Brazil Designing, Building Nuclear Submarine With French Help

Brazil is building five submarines to patrol its massive coast, including one powered by an atomic reactor that would put it in the small club of countries with a nuclear sub.

The South American giant is in the process of exploring major oil fields off its shores that could make it one of the world’s top petroleum exporters.

The new submarines aim to protect that resource, said the navy official coordinating the $10-billion project, Gilberto Max Roffe Hirshfeld.

“The nuclear-propelled submarine is one of the weapons with the greatest power of dissuasion,” he told AFP.

“Brazil has riches in its waters. It’s our responsibility to have strong armed forces. Not to make war, but to avoid war.

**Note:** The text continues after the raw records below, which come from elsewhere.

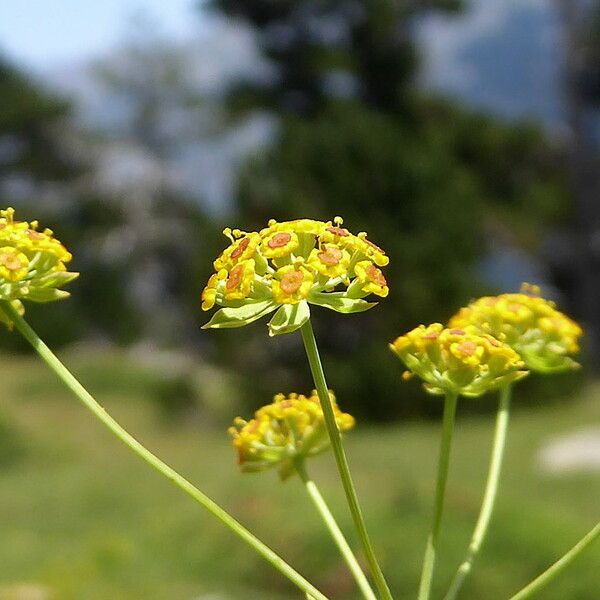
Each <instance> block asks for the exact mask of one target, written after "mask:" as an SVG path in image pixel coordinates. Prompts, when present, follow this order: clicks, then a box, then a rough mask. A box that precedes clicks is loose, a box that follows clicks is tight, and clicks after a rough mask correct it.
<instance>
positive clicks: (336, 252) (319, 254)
mask: <svg viewBox="0 0 600 600" xmlns="http://www.w3.org/2000/svg"><path fill="white" fill-rule="evenodd" d="M317 256H318V257H319V260H320V261H321V262H322V263H323V264H324V265H330V266H335V265H337V264H339V262H340V260H342V256H343V254H342V251H341V250H340V249H339V248H328V249H327V250H325V251H323V252H319V254H318V255H317Z"/></svg>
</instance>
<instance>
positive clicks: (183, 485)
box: [0, 300, 327, 600]
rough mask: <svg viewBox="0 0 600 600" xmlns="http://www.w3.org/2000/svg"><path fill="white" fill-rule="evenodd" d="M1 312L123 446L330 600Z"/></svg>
mask: <svg viewBox="0 0 600 600" xmlns="http://www.w3.org/2000/svg"><path fill="white" fill-rule="evenodd" d="M0 308H1V310H2V311H4V314H5V315H6V316H8V318H9V319H10V321H11V322H12V323H13V324H14V326H15V327H16V328H17V330H18V331H19V332H20V333H21V334H22V335H23V337H24V338H25V339H26V340H27V341H28V342H29V343H30V344H31V345H32V346H33V348H34V350H35V351H36V352H37V353H38V355H39V356H40V358H41V359H42V360H43V361H44V362H45V363H46V364H47V365H48V367H50V369H51V370H52V371H54V373H55V374H56V375H57V376H58V377H59V379H60V380H61V381H62V382H63V383H64V384H65V385H66V386H67V388H69V389H70V390H71V391H72V392H73V393H74V394H75V396H76V397H77V398H78V400H79V401H80V402H81V403H82V404H83V405H84V406H85V407H86V408H88V409H89V410H90V411H91V412H92V413H93V414H94V416H95V417H96V418H97V419H98V420H99V421H100V422H101V423H102V424H103V425H104V426H105V427H107V428H108V429H109V430H110V432H111V433H112V434H113V435H114V436H115V437H117V438H118V439H119V440H121V442H123V443H124V444H125V445H126V446H127V447H128V448H129V449H130V450H131V451H132V452H134V453H135V454H137V455H138V456H139V457H140V458H141V459H142V460H144V461H145V462H146V463H147V464H148V465H150V466H151V467H152V468H153V469H155V470H156V471H158V472H159V473H160V474H161V475H163V476H164V477H166V478H167V479H168V480H169V481H171V482H172V483H173V484H174V485H175V486H177V487H178V488H180V489H181V490H182V491H183V492H185V493H186V494H187V495H188V496H191V497H192V498H193V499H194V500H195V501H196V502H198V504H200V505H201V506H202V507H204V508H205V509H206V510H207V511H208V512H209V513H210V514H212V515H213V516H214V517H216V518H217V519H218V520H219V521H221V523H223V524H224V525H225V526H226V527H228V528H229V529H230V530H231V531H232V532H233V533H235V534H236V535H237V536H238V537H240V538H241V539H242V540H244V541H245V542H246V543H247V544H248V545H249V546H250V547H251V548H252V549H253V550H254V551H255V552H256V553H257V554H259V555H260V556H262V557H263V558H264V559H265V560H266V561H267V562H269V563H270V564H271V565H272V566H273V567H274V568H275V569H277V570H278V571H279V572H280V573H281V574H282V575H284V576H285V577H287V578H288V579H289V580H290V581H291V582H292V583H294V584H295V585H296V586H297V587H298V588H300V589H301V590H302V591H303V592H305V594H306V595H307V597H310V598H313V599H314V600H327V597H326V596H324V595H323V594H322V593H321V592H319V590H317V589H316V588H315V587H314V586H313V585H312V584H311V583H309V582H308V581H307V580H306V579H304V577H302V576H301V575H300V574H299V573H298V572H296V571H295V570H294V569H293V568H292V567H291V566H290V565H288V564H287V563H286V562H285V561H284V560H283V559H282V558H281V557H279V556H278V555H277V554H275V552H273V550H271V549H270V548H269V547H268V546H266V545H265V544H264V543H263V542H261V541H260V540H259V539H258V538H256V537H255V536H254V535H253V534H252V533H251V532H250V531H248V530H247V529H246V528H245V527H244V526H243V525H241V524H240V523H239V522H238V521H237V520H236V519H234V518H233V517H232V516H231V515H229V514H228V513H227V512H226V511H225V510H223V509H222V508H221V507H220V506H219V505H218V504H216V503H215V502H214V501H213V500H211V499H210V498H209V497H208V496H206V495H205V494H204V493H202V492H201V491H200V490H199V489H198V488H196V487H195V486H194V485H193V484H192V483H190V482H189V481H187V480H186V479H185V478H183V477H182V476H181V475H179V473H177V472H176V471H175V470H173V469H172V468H171V467H169V466H168V465H166V464H165V463H164V462H162V461H161V460H160V459H159V458H158V457H156V456H155V455H154V454H152V452H150V451H149V450H147V449H146V448H145V447H144V446H143V445H142V444H140V442H138V441H137V440H136V439H135V438H134V437H133V436H131V435H130V434H129V433H128V432H127V431H125V429H123V428H122V427H121V426H120V425H119V424H118V423H117V422H116V421H115V420H114V419H113V418H112V417H111V416H110V415H109V414H108V413H107V412H106V411H105V410H104V408H102V406H100V404H98V402H96V400H95V399H94V398H93V397H92V396H91V395H90V394H89V392H88V391H87V390H86V389H85V388H84V387H83V386H82V385H81V384H80V383H79V381H77V379H76V378H75V377H74V376H73V375H72V374H71V373H70V372H69V370H68V369H67V368H66V367H65V366H64V365H63V364H62V363H61V362H60V361H59V359H58V358H57V357H56V356H55V355H54V354H53V352H52V351H51V350H50V349H49V348H48V346H46V344H45V343H44V342H43V341H42V340H41V339H40V338H39V336H38V335H37V334H36V333H35V331H34V330H33V329H32V328H31V327H30V326H29V324H28V323H27V322H26V321H25V320H24V319H23V317H21V315H20V314H19V312H18V310H17V309H16V308H14V307H13V305H12V304H11V303H10V302H9V301H6V300H2V301H0Z"/></svg>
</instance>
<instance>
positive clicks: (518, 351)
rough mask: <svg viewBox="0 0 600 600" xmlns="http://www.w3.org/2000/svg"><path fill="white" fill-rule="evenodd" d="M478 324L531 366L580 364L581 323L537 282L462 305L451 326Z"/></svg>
mask: <svg viewBox="0 0 600 600" xmlns="http://www.w3.org/2000/svg"><path fill="white" fill-rule="evenodd" d="M469 325H472V326H475V327H477V328H478V329H479V330H480V331H482V332H484V333H486V334H489V335H493V336H494V337H497V338H499V339H502V340H503V341H505V342H506V343H507V344H508V345H509V346H511V347H512V348H513V349H514V350H515V351H516V352H518V353H519V354H520V355H521V357H522V359H523V361H524V362H525V364H526V365H527V368H528V369H531V370H532V371H538V372H541V373H554V372H560V371H564V370H568V369H573V368H576V367H578V364H577V363H576V362H575V361H574V360H573V358H572V355H574V354H577V353H578V352H579V343H578V340H579V338H580V337H581V335H582V333H583V332H582V330H581V327H579V325H578V324H577V323H576V322H575V321H573V320H572V319H570V318H569V317H567V316H566V315H565V314H563V313H562V312H560V311H558V310H557V309H556V307H555V305H554V303H553V302H551V301H549V300H546V299H544V298H542V297H540V290H539V288H538V287H537V286H532V285H529V284H523V286H522V287H521V293H519V294H501V295H500V296H485V297H483V298H479V299H478V300H475V301H473V302H471V304H469V305H468V306H466V307H464V308H461V309H460V310H459V311H458V313H457V314H456V315H454V316H453V317H452V318H451V319H450V323H449V326H450V327H465V326H469Z"/></svg>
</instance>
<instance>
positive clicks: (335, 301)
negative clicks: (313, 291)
mask: <svg viewBox="0 0 600 600" xmlns="http://www.w3.org/2000/svg"><path fill="white" fill-rule="evenodd" d="M310 302H311V303H312V304H317V305H318V306H324V307H325V308H329V309H331V310H335V311H336V312H339V313H343V314H345V315H347V314H350V313H355V312H364V311H365V310H369V309H370V308H373V307H374V306H377V302H367V301H366V300H362V299H360V298H346V297H345V296H337V295H334V294H331V293H330V294H313V295H312V296H311V297H310Z"/></svg>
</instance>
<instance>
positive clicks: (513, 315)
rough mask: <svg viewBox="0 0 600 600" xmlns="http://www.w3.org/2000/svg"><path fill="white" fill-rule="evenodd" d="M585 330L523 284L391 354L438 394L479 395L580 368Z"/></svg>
mask: <svg viewBox="0 0 600 600" xmlns="http://www.w3.org/2000/svg"><path fill="white" fill-rule="evenodd" d="M581 335H582V330H581V328H580V327H579V325H577V323H575V321H573V320H572V319H570V318H569V317H567V316H566V315H564V314H563V313H561V312H559V311H558V310H557V309H556V307H555V306H554V303H553V302H550V301H549V300H545V299H544V298H541V297H540V289H539V287H537V286H532V285H530V284H526V283H524V284H523V285H522V286H521V292H520V293H519V294H501V295H500V296H485V297H483V298H479V299H478V300H474V301H473V302H471V304H469V305H468V306H466V307H464V308H461V309H460V310H459V311H458V312H457V313H456V314H455V315H454V316H453V317H452V318H451V319H450V321H449V323H448V326H447V327H446V328H444V326H443V325H441V324H439V323H434V324H433V325H429V326H428V327H425V326H424V325H421V326H419V327H417V328H416V329H413V330H412V331H411V332H409V333H407V334H406V335H403V336H400V337H399V338H398V339H397V340H396V341H395V342H394V343H393V344H391V348H392V350H393V351H394V352H395V353H396V354H397V355H398V356H399V357H400V358H401V360H402V361H403V362H404V363H405V365H406V366H407V368H408V369H409V371H407V372H405V374H404V376H405V378H408V377H410V376H411V374H412V373H414V374H416V375H419V377H421V378H422V379H423V380H424V381H425V387H426V389H427V390H428V391H430V392H431V393H434V394H445V393H457V394H462V395H464V396H479V395H480V394H483V393H484V392H486V391H487V390H491V389H494V388H497V387H499V386H502V385H506V384H508V383H511V382H513V381H516V380H518V379H520V378H522V377H524V376H525V375H527V374H528V373H529V371H538V372H540V373H556V372H560V371H564V370H567V369H573V368H576V367H578V366H579V365H578V364H577V363H576V362H575V361H574V360H573V358H572V356H571V355H573V354H576V353H577V352H579V344H578V339H579V337H581Z"/></svg>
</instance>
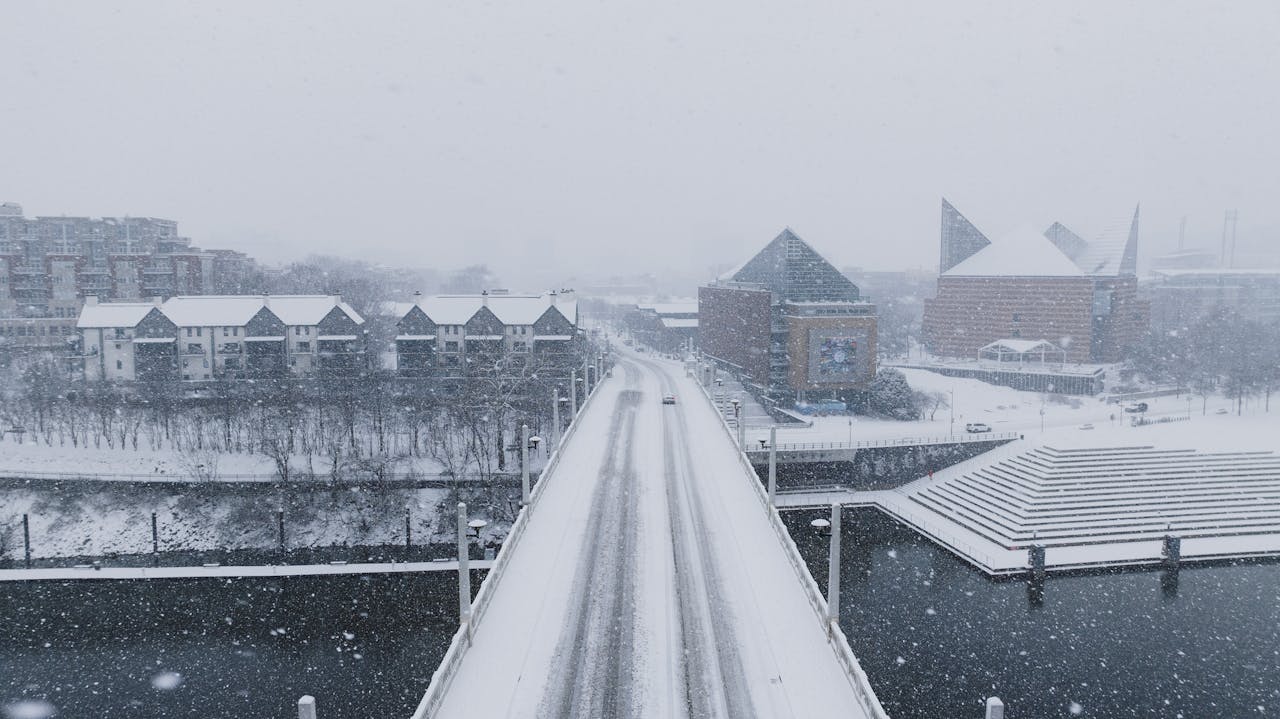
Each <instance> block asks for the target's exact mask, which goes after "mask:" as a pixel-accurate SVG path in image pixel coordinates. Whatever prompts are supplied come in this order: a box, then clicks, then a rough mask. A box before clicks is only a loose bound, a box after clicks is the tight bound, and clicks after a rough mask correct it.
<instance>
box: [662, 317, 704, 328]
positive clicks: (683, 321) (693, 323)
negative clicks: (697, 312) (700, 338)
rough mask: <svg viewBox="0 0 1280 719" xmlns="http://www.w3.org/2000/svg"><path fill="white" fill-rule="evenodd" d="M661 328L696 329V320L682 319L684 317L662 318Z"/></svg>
mask: <svg viewBox="0 0 1280 719" xmlns="http://www.w3.org/2000/svg"><path fill="white" fill-rule="evenodd" d="M662 326H664V328H696V326H698V320H696V319H684V317H662Z"/></svg>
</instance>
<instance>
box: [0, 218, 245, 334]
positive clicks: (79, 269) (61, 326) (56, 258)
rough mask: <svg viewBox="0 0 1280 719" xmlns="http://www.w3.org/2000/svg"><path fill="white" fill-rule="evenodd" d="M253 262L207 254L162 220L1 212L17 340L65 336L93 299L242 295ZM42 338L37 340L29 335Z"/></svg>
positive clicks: (236, 253)
mask: <svg viewBox="0 0 1280 719" xmlns="http://www.w3.org/2000/svg"><path fill="white" fill-rule="evenodd" d="M252 269H253V264H252V261H251V260H250V258H248V257H247V256H246V255H243V253H239V252H234V251H204V249H201V248H198V247H193V246H192V244H191V239H188V238H186V237H180V235H179V234H178V223H175V221H173V220H163V219H157V217H100V219H97V217H65V216H60V217H33V219H32V217H24V216H23V212H22V207H20V206H19V205H15V203H12V202H6V203H4V205H0V319H24V320H37V321H36V322H24V324H20V325H18V324H14V325H13V326H14V328H18V329H19V330H20V331H23V333H24V334H22V335H20V336H18V335H14V336H13V338H12V339H24V340H32V339H35V338H47V336H58V338H60V336H63V335H64V334H65V333H68V331H70V329H72V328H73V326H74V324H76V319H77V317H78V316H79V312H81V307H82V304H83V302H84V298H86V297H90V296H92V297H97V298H100V299H102V301H122V299H143V298H150V297H174V296H179V294H210V293H218V292H224V290H225V289H224V288H228V287H239V284H241V281H239V280H241V279H242V278H243V276H244V275H246V274H247V273H250V271H252ZM28 331H35V333H36V334H35V335H32V334H26V333H28Z"/></svg>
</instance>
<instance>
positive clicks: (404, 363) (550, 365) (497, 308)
mask: <svg viewBox="0 0 1280 719" xmlns="http://www.w3.org/2000/svg"><path fill="white" fill-rule="evenodd" d="M397 315H398V317H399V320H398V322H397V334H396V368H397V374H398V375H399V376H402V377H438V379H445V380H448V379H462V377H467V376H479V375H484V374H494V372H499V374H500V372H517V371H522V370H524V368H527V367H529V366H530V365H531V363H538V366H541V367H549V368H554V367H561V368H564V370H566V371H567V370H568V368H570V367H573V366H576V363H577V362H580V358H579V354H580V352H581V344H582V343H581V339H580V333H579V316H577V301H576V299H575V296H573V293H572V290H564V292H558V293H557V292H549V293H544V294H511V293H509V292H507V290H500V289H499V290H485V292H483V293H480V294H440V296H433V297H424V296H415V301H413V302H410V303H404V304H402V306H399V307H398V308H397Z"/></svg>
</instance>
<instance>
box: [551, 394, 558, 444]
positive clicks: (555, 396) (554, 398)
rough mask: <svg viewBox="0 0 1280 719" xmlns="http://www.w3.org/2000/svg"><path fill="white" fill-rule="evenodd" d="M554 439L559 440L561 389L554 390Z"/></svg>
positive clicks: (552, 411)
mask: <svg viewBox="0 0 1280 719" xmlns="http://www.w3.org/2000/svg"><path fill="white" fill-rule="evenodd" d="M552 431H553V434H552V438H559V388H554V386H553V388H552Z"/></svg>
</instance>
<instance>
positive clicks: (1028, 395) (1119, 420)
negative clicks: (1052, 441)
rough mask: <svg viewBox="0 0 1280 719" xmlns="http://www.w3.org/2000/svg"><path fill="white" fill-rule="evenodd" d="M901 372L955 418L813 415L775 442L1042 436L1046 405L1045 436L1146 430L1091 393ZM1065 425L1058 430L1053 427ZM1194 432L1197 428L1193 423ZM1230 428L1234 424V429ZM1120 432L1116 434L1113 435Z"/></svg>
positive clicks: (1245, 413) (1274, 418) (1277, 412)
mask: <svg viewBox="0 0 1280 719" xmlns="http://www.w3.org/2000/svg"><path fill="white" fill-rule="evenodd" d="M901 371H902V374H904V375H905V376H906V380H908V383H909V384H910V385H911V389H915V390H919V391H940V393H943V394H946V395H947V398H948V402H952V398H954V402H952V404H954V409H955V423H954V425H952V422H951V417H952V411H951V409H948V408H940V409H938V411H937V412H936V413H934V416H933V420H918V421H911V422H899V421H893V420H879V418H874V417H865V416H854V417H814V418H813V427H780V429H778V444H791V443H826V441H840V443H844V441H850V440H852V441H864V440H883V439H899V438H940V436H948V435H950V434H965V425H966V423H969V422H982V423H986V425H989V426H991V429H992V431H995V432H1019V434H1024V435H1025V436H1027V438H1028V439H1033V438H1038V436H1039V435H1041V411H1042V409H1043V412H1044V415H1043V422H1044V423H1043V426H1044V431H1046V435H1044V436H1046V438H1047V436H1050V432H1052V435H1053V436H1074V435H1075V434H1084V435H1085V436H1084V438H1083V439H1084V440H1085V441H1091V440H1089V439H1088V438H1089V436H1096V435H1108V436H1124V435H1123V432H1128V431H1134V432H1140V431H1147V430H1149V429H1151V427H1130V426H1129V417H1130V415H1126V413H1125V412H1124V408H1123V406H1120V404H1107V403H1106V402H1103V400H1101V399H1098V398H1094V397H1068V395H1048V394H1041V393H1034V391H1021V390H1016V389H1010V388H1004V386H996V385H989V384H987V383H983V381H978V380H970V379H961V377H947V376H943V375H938V374H936V372H929V371H927V370H901ZM1143 402H1146V403H1147V404H1148V406H1149V409H1148V411H1147V415H1146V416H1147V417H1148V418H1160V417H1185V416H1188V408H1189V413H1190V417H1192V418H1190V425H1192V426H1198V427H1201V429H1203V427H1204V426H1206V425H1204V423H1203V422H1204V421H1206V420H1212V423H1211V425H1210V426H1217V425H1216V423H1217V422H1219V421H1221V420H1226V418H1228V417H1225V416H1220V415H1216V412H1217V411H1219V409H1225V411H1228V412H1231V413H1234V411H1235V408H1234V403H1233V402H1231V400H1229V399H1225V398H1222V397H1210V399H1208V407H1207V413H1203V412H1204V404H1203V399H1202V398H1201V397H1198V395H1196V397H1190V402H1189V403H1188V395H1185V394H1184V395H1181V397H1157V398H1152V399H1144V400H1143ZM1244 416H1245V418H1247V420H1248V422H1243V423H1236V425H1233V427H1240V426H1260V427H1262V426H1272V427H1275V421H1277V420H1280V397H1276V409H1275V412H1270V413H1268V412H1263V406H1262V402H1261V400H1254V402H1251V403H1249V406H1248V407H1247V408H1245V412H1244ZM1083 425H1093V427H1094V429H1093V430H1092V434H1091V431H1089V430H1080V429H1079V427H1080V426H1083ZM1165 427H1167V425H1166V426H1165ZM1062 429H1065V430H1069V431H1066V432H1059V431H1057V430H1062ZM1192 431H1194V430H1192ZM1233 431H1234V430H1233ZM1116 432H1121V434H1119V435H1117V434H1116ZM767 438H768V430H767V429H759V427H751V426H750V425H748V439H749V440H750V441H753V443H754V441H755V440H758V439H767Z"/></svg>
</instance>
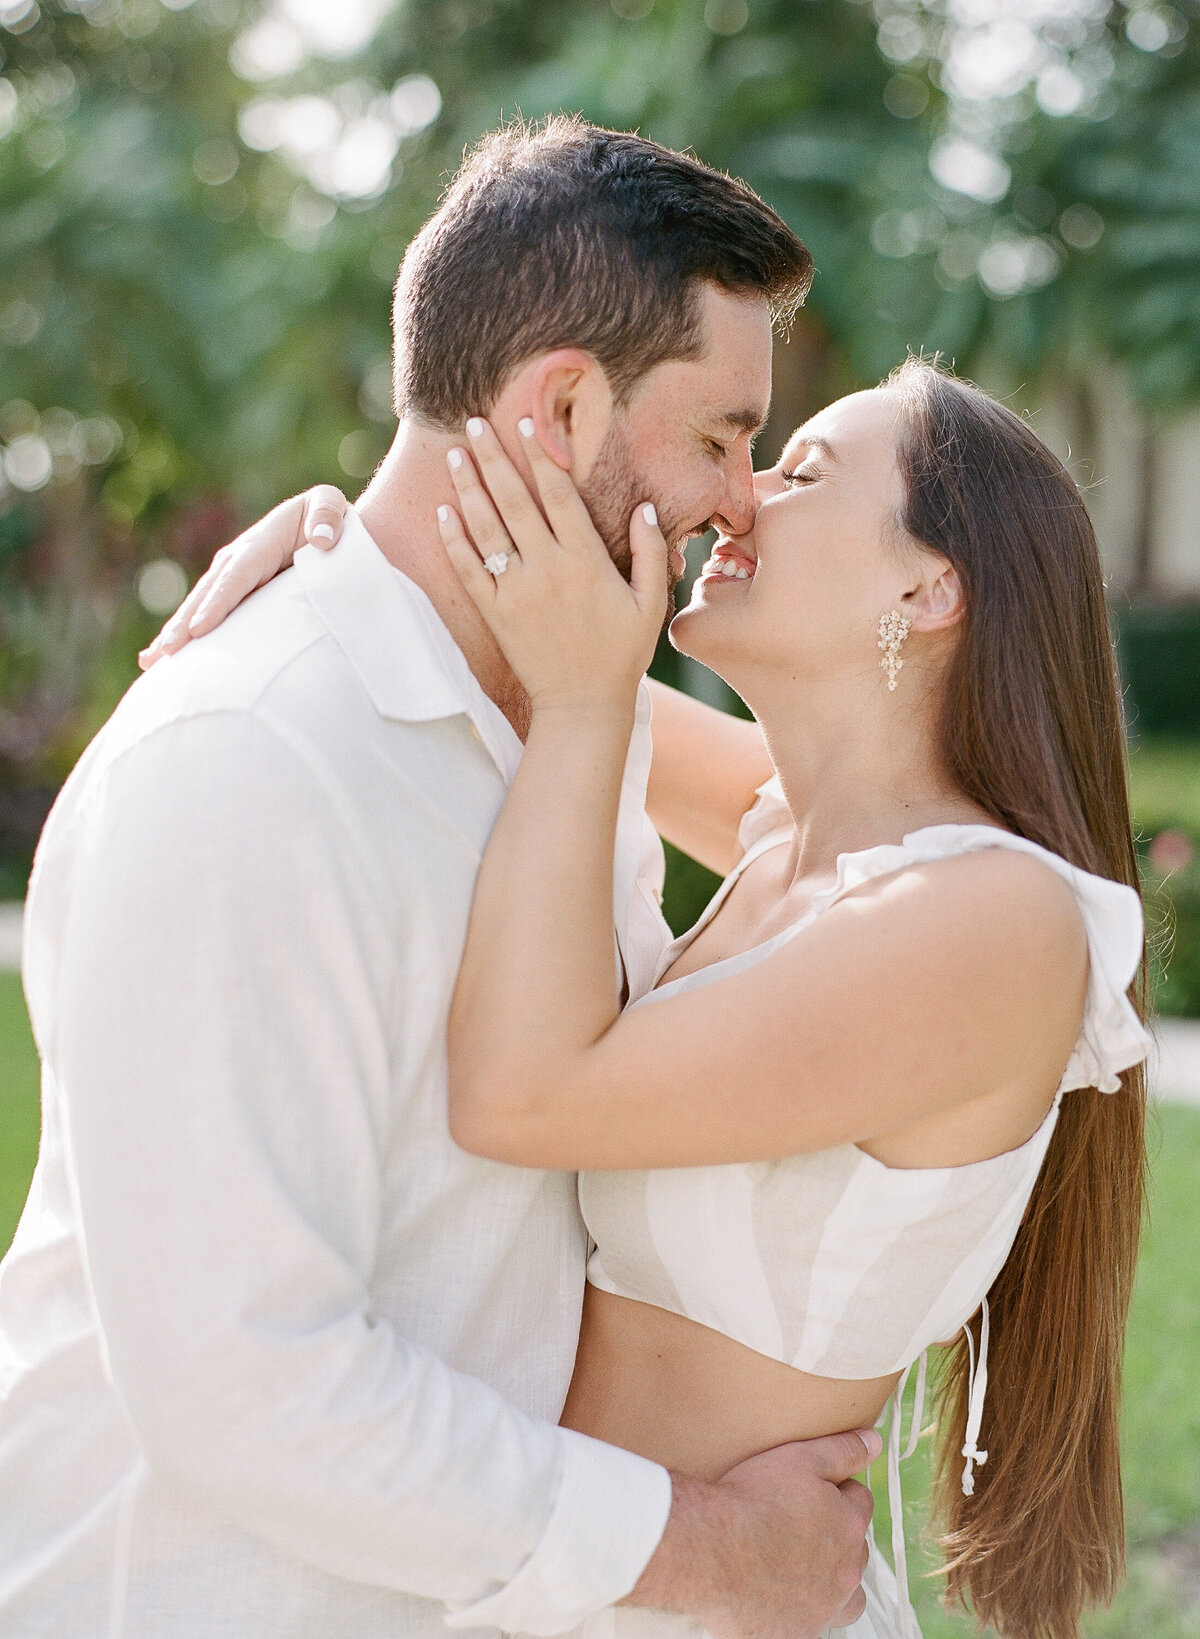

So that no one tries to take away our riches.”

The new submarines, which will replace Brazil’s aging fleet of five conventional subs, are being built at a sprawling 540,000-square-meter (135-acre) complex in Itaguai, just south of Rio de Janeiro.

The project is a joint venture between the navy, Brazilian construction firm Odebrecht and French state defense firm DCNS.

Brazil and France signed a deal for the project in 2008 under which DCNS is providing building materials and training while Brazil builds up its own submarine industry.

Brazil is developing the nuclear reactor and enriched uranium itself.

The first submarine, a conventional sub called SBR1, is 45-percent complete and scheduled to launch in 2017. The second is in the early stages of construction and is due to launch in 2019.

Work on the nuclear sub, SNBR, is supposed to start in 2017, with a launch target of 2025, the year the project wraps up.